MJ: You were sidelined when the Bears played in the 2006 Super Bowl. I imagine that was a time that hurt emotionally.
MB: Devastating. That’s the game. When I think about it, I wish I could have played. But I didn’t and I can’t. When I look back on my career, playing in that game is the one thing I wish I could have done.
MJ: Do you still experience physical pain from playing?
MB: I definitely think I have a little more pain than the average person. But overall I’m fine. My head is fine – I get that checked out constantly. Like I tell my wife all the time, ‘soccer has more concussions than football.’ Here in California, skateboarding is big and kids fall down all the time.
Football has taught me a lot and given me the opportunity to meet people I never would have otherwise. It gives a dynamic to a person that’s hard to explain unless you’ve been part of it. I think that’s why you see football players get defensive about things because it’s a small fraternity of guys.
MJ: Let’s talk current NFL a bit. How has the emergence of more athletic, tight ends that are integral to offensives affected safety play? Is the required skill set different now?
MB: Yeah, actually there is no safety play. Big corners basically. The physicality of the safety position has been taken out, and it’s probably necessary for the safety of players and everything. These safeties now have the figure out a different way to play defense. What you’re seeing if super athletic tight ends and receivers and they’re going to dominate the game until coaches can figure out a way to stop them.
MJ: I scrolled through your tweets and you are particularly awesome during Bears games. It’s almost like you’re a fan now, except with spot on commentary. How would you gauge the Bears for this year?
MJ: I’m super excited about it. They got a coach that is awesome. It starts at the top, so if they let him coach it will be sweet. Love that he’s a defensive guy and everything I’ve heard about him has been outstanding.
MJ: Do they have enough pieces to be a playoff team?
MB: You never know. Aaron Rodgers, to me, is the best quarterback in the league and they have to go beat him. Only time will tell.
MJ: How would you describe the current state of the NFL?
MB: It is what it is. It’s the best league going in the United States. I think it gets some unfair scrutiny just because of the money involved. Overall, the people in the league are good guys. All ex-players I know are good dudes and doing great. The negative gets the media clicks and a guy that’s doing great in life isn’t sexy. The guys I know had their lives changed by the NFL so I only have good things to say.
MJ: OK, let me conclude with a few quick-hit questions.
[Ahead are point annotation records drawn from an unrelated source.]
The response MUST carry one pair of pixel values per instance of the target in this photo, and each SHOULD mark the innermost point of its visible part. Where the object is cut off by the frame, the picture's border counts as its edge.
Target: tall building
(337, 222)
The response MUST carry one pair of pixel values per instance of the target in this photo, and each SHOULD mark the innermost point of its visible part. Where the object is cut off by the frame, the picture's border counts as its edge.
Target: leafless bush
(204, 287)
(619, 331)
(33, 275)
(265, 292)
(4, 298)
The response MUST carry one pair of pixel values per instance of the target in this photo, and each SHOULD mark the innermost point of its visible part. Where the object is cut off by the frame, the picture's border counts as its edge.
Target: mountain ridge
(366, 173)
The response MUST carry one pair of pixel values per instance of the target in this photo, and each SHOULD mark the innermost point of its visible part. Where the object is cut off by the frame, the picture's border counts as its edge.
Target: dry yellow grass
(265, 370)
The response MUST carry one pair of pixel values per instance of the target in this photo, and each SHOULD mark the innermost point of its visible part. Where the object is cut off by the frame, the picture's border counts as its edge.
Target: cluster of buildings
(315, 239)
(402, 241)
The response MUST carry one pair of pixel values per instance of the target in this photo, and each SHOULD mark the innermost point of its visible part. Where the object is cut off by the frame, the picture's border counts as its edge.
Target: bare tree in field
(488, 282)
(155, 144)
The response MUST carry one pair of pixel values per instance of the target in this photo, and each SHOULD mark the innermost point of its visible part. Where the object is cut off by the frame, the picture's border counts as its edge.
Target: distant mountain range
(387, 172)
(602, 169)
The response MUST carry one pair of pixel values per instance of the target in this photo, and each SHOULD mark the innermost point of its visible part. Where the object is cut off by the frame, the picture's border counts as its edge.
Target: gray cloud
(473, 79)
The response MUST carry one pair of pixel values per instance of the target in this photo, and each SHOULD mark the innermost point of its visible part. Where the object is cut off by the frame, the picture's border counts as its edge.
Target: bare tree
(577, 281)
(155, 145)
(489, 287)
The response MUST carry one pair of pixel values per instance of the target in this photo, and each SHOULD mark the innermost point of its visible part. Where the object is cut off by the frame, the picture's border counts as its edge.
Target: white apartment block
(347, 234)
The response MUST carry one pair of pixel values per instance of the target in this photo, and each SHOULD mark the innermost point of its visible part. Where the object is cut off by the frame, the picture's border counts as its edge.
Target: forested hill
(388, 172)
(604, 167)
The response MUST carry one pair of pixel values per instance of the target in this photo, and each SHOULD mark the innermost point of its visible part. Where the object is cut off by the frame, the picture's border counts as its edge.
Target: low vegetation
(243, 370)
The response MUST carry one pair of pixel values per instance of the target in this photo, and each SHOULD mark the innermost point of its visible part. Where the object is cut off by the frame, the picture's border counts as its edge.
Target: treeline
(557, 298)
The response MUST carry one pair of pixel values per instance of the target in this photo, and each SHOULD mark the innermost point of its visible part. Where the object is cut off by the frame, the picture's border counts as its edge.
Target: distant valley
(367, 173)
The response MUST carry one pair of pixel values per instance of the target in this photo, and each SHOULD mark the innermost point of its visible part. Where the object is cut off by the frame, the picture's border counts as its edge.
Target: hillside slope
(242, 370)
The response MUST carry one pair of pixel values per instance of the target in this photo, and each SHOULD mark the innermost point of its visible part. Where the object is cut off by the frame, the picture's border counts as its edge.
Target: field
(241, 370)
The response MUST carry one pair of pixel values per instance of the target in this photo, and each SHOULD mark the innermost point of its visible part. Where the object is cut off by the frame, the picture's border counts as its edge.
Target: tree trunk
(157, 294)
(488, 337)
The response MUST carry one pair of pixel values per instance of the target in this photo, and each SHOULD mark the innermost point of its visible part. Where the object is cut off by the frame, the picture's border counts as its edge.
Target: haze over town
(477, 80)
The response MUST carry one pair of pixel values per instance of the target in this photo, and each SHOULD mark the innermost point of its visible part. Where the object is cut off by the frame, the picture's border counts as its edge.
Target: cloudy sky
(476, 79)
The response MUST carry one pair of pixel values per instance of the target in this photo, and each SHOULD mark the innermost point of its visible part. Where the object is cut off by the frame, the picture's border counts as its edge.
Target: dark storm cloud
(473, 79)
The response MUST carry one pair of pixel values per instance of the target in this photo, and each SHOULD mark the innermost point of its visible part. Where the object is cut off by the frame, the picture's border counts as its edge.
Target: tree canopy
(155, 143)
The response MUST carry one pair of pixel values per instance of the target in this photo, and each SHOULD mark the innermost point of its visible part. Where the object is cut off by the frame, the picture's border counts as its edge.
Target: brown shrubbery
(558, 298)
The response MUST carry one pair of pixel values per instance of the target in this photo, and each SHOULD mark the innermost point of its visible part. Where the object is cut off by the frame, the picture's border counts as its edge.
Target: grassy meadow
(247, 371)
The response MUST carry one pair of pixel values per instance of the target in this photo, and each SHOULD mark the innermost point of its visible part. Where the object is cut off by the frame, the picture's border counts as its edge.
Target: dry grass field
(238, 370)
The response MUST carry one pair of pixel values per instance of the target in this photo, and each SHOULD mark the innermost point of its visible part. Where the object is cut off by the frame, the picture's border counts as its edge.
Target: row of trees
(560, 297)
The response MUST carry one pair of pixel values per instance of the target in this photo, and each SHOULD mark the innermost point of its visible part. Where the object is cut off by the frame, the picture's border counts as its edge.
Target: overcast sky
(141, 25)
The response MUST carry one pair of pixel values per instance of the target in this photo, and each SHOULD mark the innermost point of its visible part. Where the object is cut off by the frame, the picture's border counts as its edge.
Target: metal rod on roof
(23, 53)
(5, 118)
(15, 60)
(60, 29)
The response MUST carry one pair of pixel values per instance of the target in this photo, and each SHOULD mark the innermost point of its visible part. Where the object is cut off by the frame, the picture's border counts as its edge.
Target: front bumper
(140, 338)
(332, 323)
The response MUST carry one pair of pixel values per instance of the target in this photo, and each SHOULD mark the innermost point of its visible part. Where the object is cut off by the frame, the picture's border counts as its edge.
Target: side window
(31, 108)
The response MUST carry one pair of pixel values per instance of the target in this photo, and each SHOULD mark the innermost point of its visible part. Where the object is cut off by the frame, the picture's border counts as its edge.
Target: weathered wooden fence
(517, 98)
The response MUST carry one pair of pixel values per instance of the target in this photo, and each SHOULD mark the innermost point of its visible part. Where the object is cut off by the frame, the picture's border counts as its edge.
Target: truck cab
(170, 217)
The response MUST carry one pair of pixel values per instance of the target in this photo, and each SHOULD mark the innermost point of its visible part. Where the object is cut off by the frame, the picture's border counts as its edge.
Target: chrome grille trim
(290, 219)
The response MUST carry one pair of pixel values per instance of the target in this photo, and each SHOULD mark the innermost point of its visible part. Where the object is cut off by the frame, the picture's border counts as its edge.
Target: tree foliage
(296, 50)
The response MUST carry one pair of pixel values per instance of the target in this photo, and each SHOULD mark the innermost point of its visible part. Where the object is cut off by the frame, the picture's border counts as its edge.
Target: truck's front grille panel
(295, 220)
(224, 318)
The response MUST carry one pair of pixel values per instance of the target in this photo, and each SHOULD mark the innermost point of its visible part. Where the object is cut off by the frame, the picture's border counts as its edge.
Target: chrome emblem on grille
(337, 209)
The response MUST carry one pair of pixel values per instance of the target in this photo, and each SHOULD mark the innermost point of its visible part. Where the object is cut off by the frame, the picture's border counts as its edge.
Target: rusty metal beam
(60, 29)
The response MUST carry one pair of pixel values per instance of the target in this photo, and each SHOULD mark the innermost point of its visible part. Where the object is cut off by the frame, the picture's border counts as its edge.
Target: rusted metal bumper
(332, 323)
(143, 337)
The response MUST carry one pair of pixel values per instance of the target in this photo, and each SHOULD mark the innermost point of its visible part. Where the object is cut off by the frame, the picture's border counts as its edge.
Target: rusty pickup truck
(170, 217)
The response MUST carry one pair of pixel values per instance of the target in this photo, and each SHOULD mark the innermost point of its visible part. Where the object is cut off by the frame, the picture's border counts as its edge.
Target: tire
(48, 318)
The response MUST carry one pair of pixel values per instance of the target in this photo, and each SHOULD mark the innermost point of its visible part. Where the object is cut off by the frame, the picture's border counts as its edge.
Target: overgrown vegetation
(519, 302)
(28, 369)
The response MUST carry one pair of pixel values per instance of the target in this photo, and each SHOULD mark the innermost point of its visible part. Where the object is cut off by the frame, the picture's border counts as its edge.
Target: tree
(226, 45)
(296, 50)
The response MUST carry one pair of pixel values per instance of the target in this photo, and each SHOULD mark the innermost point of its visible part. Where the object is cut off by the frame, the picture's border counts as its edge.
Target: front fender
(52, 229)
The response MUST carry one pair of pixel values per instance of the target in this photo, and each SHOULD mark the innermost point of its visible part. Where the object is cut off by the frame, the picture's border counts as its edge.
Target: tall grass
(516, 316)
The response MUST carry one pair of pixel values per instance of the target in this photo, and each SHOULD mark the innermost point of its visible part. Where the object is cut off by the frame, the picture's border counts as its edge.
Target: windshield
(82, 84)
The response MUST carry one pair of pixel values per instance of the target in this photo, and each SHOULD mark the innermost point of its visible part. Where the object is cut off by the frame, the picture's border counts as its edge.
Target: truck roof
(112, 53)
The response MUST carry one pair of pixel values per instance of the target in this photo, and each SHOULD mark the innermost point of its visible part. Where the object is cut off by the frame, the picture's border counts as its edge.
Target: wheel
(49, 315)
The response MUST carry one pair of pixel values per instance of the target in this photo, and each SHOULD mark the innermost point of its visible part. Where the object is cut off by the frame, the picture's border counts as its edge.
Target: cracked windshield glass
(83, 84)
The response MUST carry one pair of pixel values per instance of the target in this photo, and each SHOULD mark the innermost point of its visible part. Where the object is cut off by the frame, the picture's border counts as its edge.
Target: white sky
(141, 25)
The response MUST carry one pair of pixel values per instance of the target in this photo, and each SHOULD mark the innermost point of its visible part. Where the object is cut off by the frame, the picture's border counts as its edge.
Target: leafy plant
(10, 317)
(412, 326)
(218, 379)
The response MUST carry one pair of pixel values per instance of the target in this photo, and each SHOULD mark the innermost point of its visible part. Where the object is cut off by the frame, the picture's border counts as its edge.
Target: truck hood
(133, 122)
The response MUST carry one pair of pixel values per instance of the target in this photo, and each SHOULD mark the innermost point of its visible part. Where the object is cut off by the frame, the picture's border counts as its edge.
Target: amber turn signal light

What was your favorite moment in the NFL?
MB: To be honest, it was going to the Super Bowl. The whole thing, getting mass security guys, and just understanding how big it was was really cool. And second to that was being behind Brian playing. I had the best seat in the house.
MJ: Who’s the best current defensive back?
MB: I’m going to have go with Earl Thomas. He does a lot.
MJ: Best defensive back of all time?
MB: I’m going to have to say Ronnie Lott. Deion Sanders is in the conversation but I have to say Lott.
MJ: What do you see yourself doing in five years?
MB: Actually, I have a coaching internship I’m getting ready to start. I’ve always wanted to coach so I’m excited. We’ll see what happens.
MB: The Carolina Panthers. I get a chance to go out and see how the grind is. Coach Rivera, my coach in Chicago, is an awesome coach and he offered to have me come out.